DA SOBERANIA
MIRANDA SÁ (E-mail: mirandasa@uol.com.br)
A colisão de egos e desavenças geopolíticas internacionais, típicas de governos medíocres, produzem sérios problemas econômicos que infelicitam as nações. Os conflitos pontuais que assistimos no Oriente Médio e na Europa, são uma prova evidente disto.
Deve-se principalmente ao presidente dos EUA, Donald Trump, a instabilidade no Oriente Médio, marcada por uma guerra contra o Irã, provocou ameaças às rotas estratégicas de exportação de petróleo, com riscos para o abastecimento mundial e pressionando os mercados.
Este confronto ocorre junto as iniciativas de Trump no comércio internacional com a ampliação de tarifas sobre produtos importados e pressões contra diversos países, seus parceiros comerciais. Não satisfeito com as taxas criadas de até 35%, o governo norte-americano impõe mais uma, de 12,5%, sob o duvidoso pretexto de importação de mercadorias que seriam produzidas pelo trabalho escravo.
Isto provocou reações mundo afora, não somente de governos, como de empresas, inclusive dos EUA, ampliando as tensões econômicas globais e aumentando a incerteza dos mercados por afetar redes de suprimentos e ameaçar o desenvolvimento econômico internacional.

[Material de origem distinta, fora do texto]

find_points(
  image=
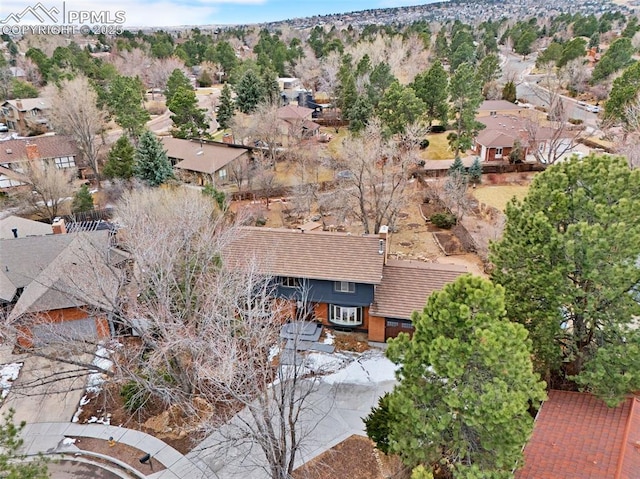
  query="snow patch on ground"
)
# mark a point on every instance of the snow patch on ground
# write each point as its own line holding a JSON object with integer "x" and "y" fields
{"x": 106, "y": 420}
{"x": 95, "y": 381}
{"x": 8, "y": 374}
{"x": 329, "y": 338}
{"x": 370, "y": 367}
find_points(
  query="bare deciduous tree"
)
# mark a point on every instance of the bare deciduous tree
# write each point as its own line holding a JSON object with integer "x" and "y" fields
{"x": 548, "y": 143}
{"x": 78, "y": 115}
{"x": 376, "y": 178}
{"x": 50, "y": 187}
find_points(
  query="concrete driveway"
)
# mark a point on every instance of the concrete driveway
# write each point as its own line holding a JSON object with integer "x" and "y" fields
{"x": 335, "y": 412}
{"x": 45, "y": 390}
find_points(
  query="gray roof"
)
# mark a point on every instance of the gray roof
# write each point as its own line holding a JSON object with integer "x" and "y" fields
{"x": 24, "y": 226}
{"x": 58, "y": 271}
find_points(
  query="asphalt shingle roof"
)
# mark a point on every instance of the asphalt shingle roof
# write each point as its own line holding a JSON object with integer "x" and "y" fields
{"x": 313, "y": 255}
{"x": 576, "y": 436}
{"x": 406, "y": 285}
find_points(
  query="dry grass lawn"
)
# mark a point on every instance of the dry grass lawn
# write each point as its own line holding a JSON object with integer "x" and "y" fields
{"x": 499, "y": 195}
{"x": 438, "y": 148}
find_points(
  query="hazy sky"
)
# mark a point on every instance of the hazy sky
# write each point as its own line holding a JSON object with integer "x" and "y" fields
{"x": 202, "y": 12}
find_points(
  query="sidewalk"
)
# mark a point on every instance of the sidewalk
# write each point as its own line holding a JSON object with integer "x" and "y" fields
{"x": 46, "y": 437}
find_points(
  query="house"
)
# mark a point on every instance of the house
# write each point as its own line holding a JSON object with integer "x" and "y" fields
{"x": 502, "y": 107}
{"x": 60, "y": 285}
{"x": 339, "y": 279}
{"x": 17, "y": 227}
{"x": 26, "y": 116}
{"x": 56, "y": 150}
{"x": 501, "y": 132}
{"x": 298, "y": 120}
{"x": 404, "y": 288}
{"x": 204, "y": 162}
{"x": 576, "y": 436}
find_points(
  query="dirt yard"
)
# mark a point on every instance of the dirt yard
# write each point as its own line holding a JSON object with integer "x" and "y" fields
{"x": 354, "y": 458}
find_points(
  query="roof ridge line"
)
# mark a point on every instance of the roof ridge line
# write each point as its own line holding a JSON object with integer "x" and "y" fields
{"x": 625, "y": 438}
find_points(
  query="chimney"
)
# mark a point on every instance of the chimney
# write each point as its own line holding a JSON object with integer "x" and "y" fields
{"x": 58, "y": 226}
{"x": 32, "y": 151}
{"x": 382, "y": 242}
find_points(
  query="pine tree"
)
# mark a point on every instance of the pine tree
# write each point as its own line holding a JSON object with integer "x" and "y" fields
{"x": 176, "y": 80}
{"x": 457, "y": 167}
{"x": 189, "y": 119}
{"x": 475, "y": 172}
{"x": 82, "y": 201}
{"x": 226, "y": 108}
{"x": 152, "y": 165}
{"x": 12, "y": 463}
{"x": 568, "y": 260}
{"x": 509, "y": 92}
{"x": 250, "y": 91}
{"x": 120, "y": 162}
{"x": 466, "y": 384}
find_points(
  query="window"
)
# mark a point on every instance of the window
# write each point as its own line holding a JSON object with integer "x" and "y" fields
{"x": 289, "y": 282}
{"x": 345, "y": 315}
{"x": 65, "y": 162}
{"x": 344, "y": 287}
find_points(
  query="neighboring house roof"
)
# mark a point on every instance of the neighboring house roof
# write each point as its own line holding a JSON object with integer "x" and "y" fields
{"x": 576, "y": 436}
{"x": 58, "y": 271}
{"x": 41, "y": 147}
{"x": 406, "y": 285}
{"x": 497, "y": 139}
{"x": 294, "y": 113}
{"x": 313, "y": 255}
{"x": 204, "y": 157}
{"x": 23, "y": 226}
{"x": 498, "y": 105}
{"x": 27, "y": 104}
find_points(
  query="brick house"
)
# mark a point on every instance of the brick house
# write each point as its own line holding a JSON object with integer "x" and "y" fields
{"x": 205, "y": 162}
{"x": 496, "y": 141}
{"x": 27, "y": 116}
{"x": 56, "y": 150}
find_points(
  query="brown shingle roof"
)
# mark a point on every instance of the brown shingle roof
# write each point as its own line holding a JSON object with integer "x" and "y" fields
{"x": 313, "y": 255}
{"x": 30, "y": 104}
{"x": 497, "y": 105}
{"x": 406, "y": 285}
{"x": 213, "y": 157}
{"x": 294, "y": 112}
{"x": 50, "y": 146}
{"x": 576, "y": 436}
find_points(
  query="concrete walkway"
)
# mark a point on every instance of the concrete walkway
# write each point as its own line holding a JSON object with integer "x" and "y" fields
{"x": 47, "y": 437}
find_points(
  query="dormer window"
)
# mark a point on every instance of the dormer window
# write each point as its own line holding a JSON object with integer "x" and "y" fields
{"x": 289, "y": 282}
{"x": 344, "y": 287}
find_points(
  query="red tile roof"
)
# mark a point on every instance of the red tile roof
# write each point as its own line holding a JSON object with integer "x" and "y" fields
{"x": 576, "y": 436}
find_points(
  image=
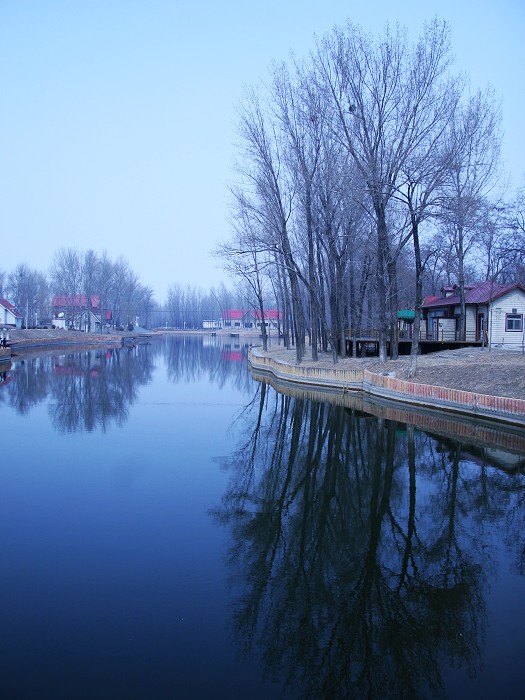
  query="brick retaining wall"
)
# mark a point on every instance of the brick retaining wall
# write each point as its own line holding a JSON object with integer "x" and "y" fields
{"x": 494, "y": 407}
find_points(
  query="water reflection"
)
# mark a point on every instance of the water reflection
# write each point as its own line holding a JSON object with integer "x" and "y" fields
{"x": 363, "y": 549}
{"x": 93, "y": 389}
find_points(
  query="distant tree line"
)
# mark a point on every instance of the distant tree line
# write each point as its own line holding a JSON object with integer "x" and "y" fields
{"x": 88, "y": 274}
{"x": 368, "y": 175}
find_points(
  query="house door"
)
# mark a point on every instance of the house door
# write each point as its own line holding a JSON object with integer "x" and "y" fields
{"x": 480, "y": 326}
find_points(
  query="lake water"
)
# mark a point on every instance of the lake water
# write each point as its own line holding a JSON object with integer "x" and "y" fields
{"x": 171, "y": 527}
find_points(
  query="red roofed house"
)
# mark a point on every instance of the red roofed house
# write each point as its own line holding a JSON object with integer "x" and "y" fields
{"x": 494, "y": 310}
{"x": 9, "y": 316}
{"x": 75, "y": 312}
{"x": 233, "y": 318}
{"x": 251, "y": 320}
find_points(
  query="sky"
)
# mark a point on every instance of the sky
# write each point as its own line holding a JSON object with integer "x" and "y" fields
{"x": 117, "y": 117}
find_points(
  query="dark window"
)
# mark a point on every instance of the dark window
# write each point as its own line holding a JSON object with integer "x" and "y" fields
{"x": 514, "y": 322}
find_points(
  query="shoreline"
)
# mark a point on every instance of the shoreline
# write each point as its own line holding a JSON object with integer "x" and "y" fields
{"x": 387, "y": 386}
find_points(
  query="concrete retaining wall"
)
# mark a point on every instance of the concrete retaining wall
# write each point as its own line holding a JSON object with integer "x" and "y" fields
{"x": 493, "y": 407}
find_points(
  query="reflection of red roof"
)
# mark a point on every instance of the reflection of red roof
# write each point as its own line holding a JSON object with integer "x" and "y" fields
{"x": 232, "y": 355}
{"x": 271, "y": 315}
{"x": 233, "y": 314}
{"x": 73, "y": 371}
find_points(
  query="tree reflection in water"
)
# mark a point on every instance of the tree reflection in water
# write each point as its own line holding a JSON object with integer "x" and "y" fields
{"x": 85, "y": 390}
{"x": 92, "y": 389}
{"x": 360, "y": 558}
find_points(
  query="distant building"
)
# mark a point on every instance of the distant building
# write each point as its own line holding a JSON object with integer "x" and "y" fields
{"x": 250, "y": 320}
{"x": 9, "y": 316}
{"x": 76, "y": 313}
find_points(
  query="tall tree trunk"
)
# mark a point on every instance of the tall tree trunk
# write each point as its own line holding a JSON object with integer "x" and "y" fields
{"x": 414, "y": 347}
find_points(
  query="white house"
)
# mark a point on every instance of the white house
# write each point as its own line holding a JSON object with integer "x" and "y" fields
{"x": 494, "y": 313}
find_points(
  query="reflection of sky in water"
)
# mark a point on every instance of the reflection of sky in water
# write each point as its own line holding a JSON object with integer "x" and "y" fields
{"x": 114, "y": 574}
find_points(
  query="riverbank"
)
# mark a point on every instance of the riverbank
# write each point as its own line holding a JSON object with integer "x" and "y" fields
{"x": 470, "y": 381}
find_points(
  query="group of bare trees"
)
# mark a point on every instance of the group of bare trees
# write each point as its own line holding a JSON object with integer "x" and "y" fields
{"x": 75, "y": 274}
{"x": 365, "y": 168}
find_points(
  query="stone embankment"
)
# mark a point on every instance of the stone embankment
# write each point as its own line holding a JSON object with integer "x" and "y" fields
{"x": 29, "y": 339}
{"x": 386, "y": 386}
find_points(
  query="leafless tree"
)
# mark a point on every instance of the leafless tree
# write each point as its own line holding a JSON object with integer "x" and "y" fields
{"x": 474, "y": 140}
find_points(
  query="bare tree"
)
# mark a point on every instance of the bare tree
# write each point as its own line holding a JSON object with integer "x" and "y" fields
{"x": 382, "y": 92}
{"x": 474, "y": 140}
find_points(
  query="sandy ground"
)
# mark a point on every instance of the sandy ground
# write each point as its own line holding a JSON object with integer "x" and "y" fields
{"x": 496, "y": 373}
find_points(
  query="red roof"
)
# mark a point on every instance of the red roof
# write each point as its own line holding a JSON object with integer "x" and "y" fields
{"x": 7, "y": 305}
{"x": 79, "y": 301}
{"x": 474, "y": 294}
{"x": 233, "y": 314}
{"x": 272, "y": 315}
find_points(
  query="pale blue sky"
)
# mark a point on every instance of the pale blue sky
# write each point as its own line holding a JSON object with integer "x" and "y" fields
{"x": 117, "y": 116}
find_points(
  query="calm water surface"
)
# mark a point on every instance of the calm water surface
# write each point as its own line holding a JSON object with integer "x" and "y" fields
{"x": 171, "y": 527}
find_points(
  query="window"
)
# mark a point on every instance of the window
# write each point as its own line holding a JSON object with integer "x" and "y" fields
{"x": 514, "y": 322}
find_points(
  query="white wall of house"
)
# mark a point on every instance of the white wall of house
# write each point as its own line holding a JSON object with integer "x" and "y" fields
{"x": 507, "y": 320}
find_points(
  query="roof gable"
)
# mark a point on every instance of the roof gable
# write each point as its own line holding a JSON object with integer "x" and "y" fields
{"x": 482, "y": 293}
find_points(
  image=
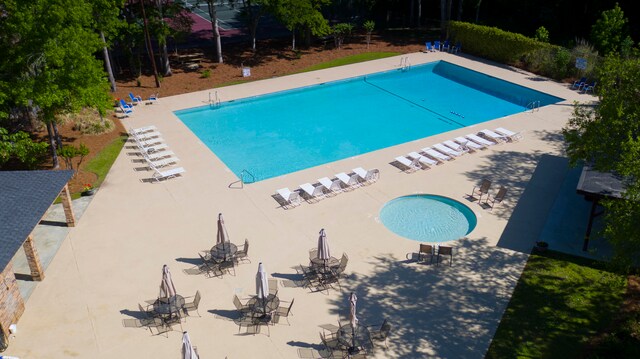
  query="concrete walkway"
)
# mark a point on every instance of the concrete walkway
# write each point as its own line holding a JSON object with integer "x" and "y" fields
{"x": 112, "y": 260}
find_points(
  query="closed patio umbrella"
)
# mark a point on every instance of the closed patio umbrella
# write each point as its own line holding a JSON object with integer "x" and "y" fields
{"x": 353, "y": 299}
{"x": 167, "y": 289}
{"x": 323, "y": 247}
{"x": 187, "y": 349}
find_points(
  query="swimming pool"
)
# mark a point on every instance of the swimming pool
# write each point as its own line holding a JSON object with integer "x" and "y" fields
{"x": 428, "y": 218}
{"x": 288, "y": 131}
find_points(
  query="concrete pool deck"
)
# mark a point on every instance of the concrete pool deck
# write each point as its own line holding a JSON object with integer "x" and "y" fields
{"x": 112, "y": 260}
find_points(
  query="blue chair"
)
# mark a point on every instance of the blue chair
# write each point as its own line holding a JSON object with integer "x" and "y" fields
{"x": 579, "y": 83}
{"x": 446, "y": 46}
{"x": 135, "y": 99}
{"x": 429, "y": 47}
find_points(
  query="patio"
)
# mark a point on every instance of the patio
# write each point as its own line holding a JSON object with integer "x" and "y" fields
{"x": 111, "y": 259}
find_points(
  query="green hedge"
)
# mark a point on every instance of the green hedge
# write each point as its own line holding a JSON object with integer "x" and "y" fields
{"x": 492, "y": 43}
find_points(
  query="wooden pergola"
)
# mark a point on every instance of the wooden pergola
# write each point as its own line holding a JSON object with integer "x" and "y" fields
{"x": 595, "y": 186}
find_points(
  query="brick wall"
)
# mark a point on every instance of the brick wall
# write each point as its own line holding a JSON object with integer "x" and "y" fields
{"x": 11, "y": 302}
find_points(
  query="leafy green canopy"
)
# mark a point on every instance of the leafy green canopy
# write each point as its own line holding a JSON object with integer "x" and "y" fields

Nos 52 países atingidos pela desvario ultra nacionalista de Trump, assistimos diferentes respostas, de cessões ou resistências. No Brasil, com o populismo ocupando o governo, o reflexo envolveu o período eleitoral em curso, trazendo a velha e superada ideologia da “guerra fria” ainda presente na cabeça do presidente Lula da Silva.
Em verdade se diga, Lula não sabe qual é a diferença do Patriotismo e o Nacionalismo, mas a sua esperteza levou-o a instigar eleitoralmente o sentimento patriótico do povo usando a falaciosa defesa da “Soberania”.
Como verbete dicionarizado a palavra Soberania é substantivo feminino derivado do latim vulgar *superanus”, uma evolução de “super”, “sobre”, “acima” ou “no topo”; e representa juridicamente o poder supremo de um Estado ou indivíduo.
Usar o termo Soberania é apropriar-se das definições clássicas de Patriotismo, que vão do amor à pátria, colocando-se em sua defesa, até o sacrifício; ou, confrontando-se com o seu uso demagógico, foi visto por Samuel Johnson como “O último refúgio dos canalhas”.
A canalhice está no uso homeopático do ultra nacionalismo para combater o ultra nacionalismo de Trump; e isto nos leva ao século passado, vendo historicamente a distorção do patriotismo como submissão cega aos regimes dominantes.
No século 20 este quadro mostrou o nazismo defendendo a superioridade racial do “volk” (povo) alemão sobre todos os outros, assumida nacionalmente, quase à unanimidade, graças à propaganda maciça e uma violenta repressão interna.
A degenerescência política do nacionalismo também levou o regime stalinista da URSS a trair o princípio marxista do internacionalismo para enfrentar a invasão hitlerista, institucionalizando o culto à “pátria soviética”.
Na atualidade vemos o país que tem à entrada a Estátua da Liberdade, adotar a política “America First“, projeto fascistóide de construção de um patriotismo performático e excludente, voltado ao culto do comércio supremacista.
Os ecos deste retorno dos EUA à forma degenerada de administrar o poder público para extorquir comercialmente outros países, trouxe ao Brasil a troca da devoção à Pátria pela exploração eleitoral de Lula, cuja popularidade estava em baixa, por causa da corrupção generalizada no governo e os desmandos pessoais dele, preso à memória do peleguismo sindical.
Assim, Lula se iguala ao seus adversários da abjeta polarização incentivada pelo Sistema Corrupto e Corruptor que domina o Estado. Os outros, da mafiosa Famiglia Bolsonaro, com seu notório primarismo, vestem a camisa da seleção brasileira de futebol para obter vantagem num fictício patriotismo.
Iguais, os populistas auto assumidos ”de direita” e “de esquerda” para trapacear ideologicamente os brasileiros, refugiam-se no sentimento patriótico nacional em proveito próprio. São uns canalhas.